Coordinate transformation

To transform from spherical coordinates into Cartesian: x=r\cos\phi\sin\theta;y=r\sin\phi\sin\theta;z=r\cos\theta
...and back: r=\sqrt{x^2+y^2+z^2};\phi=\arctan{\frac{y}{x}};\theta=\arctan{\frac{\sqrt{x^2+y^2}}{z}}

The del operator in spherical coordinates

Since the three coordinates are not equivalent now, the del operator takes on a slightly more complicated form in spherical coordinates. To solve the Schrödinger equation, we need to apply its square to the trial wave function.

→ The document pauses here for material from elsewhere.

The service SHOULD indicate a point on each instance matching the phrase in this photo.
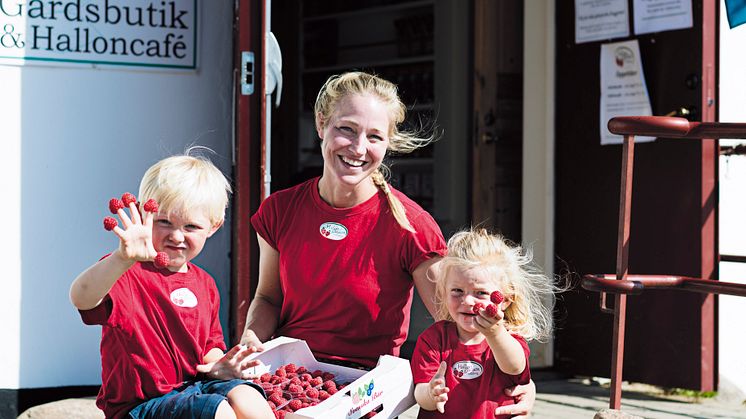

Del-squared applied to a function, f: \nabla^2f=\frac{\partial^2f}{\partial x^2}+\frac{\partial^2f}{\partial y^2}+\frac{\partial^2f}{\partial z^2}
The first derivative w.r.t. x expressed in spherical coordinates: \frac{\partial f}{\partial x}=\frac{\partial f}{\partial r}\frac{\partial r}{\partial x}+\frac{\partial f}{\partial\theta}\frac{\partial\theta}{\partial x}+\frac{\partial f}{\partial\phi}\frac{\partial\phi}{\partial x}

The first derivatives with respect to y and z are determined analogously, and then the second derivatives can be obtained. Try it yourself - it isn't difficult although maybe a bit tedious. It is quite gratifying, though, when you derive yourself where the factors in front of and between the differentials arise in the final formula. Here is what you should get:
\nabla^2f=\frac{1}{r^2}\frac{\partial}{\partial r}\left(r^2\frac{\partial f}{\partial r}\right)+\frac{1}{r^2\sin\theta}\frac{\partial}{\partial\theta}\left(\sin\theta\frac{\partial f}{\partial\theta}\right)+\frac{1}{r^2\sin^2\theta}\frac{\partial^2f}{\partial\phi^2}}
Note that, unlike in the Cartesian frame, the three terms are not independent from each other: The polar term contains the radius as a parameter, and the azimuth term contains both the radius and the polar angle as parameters.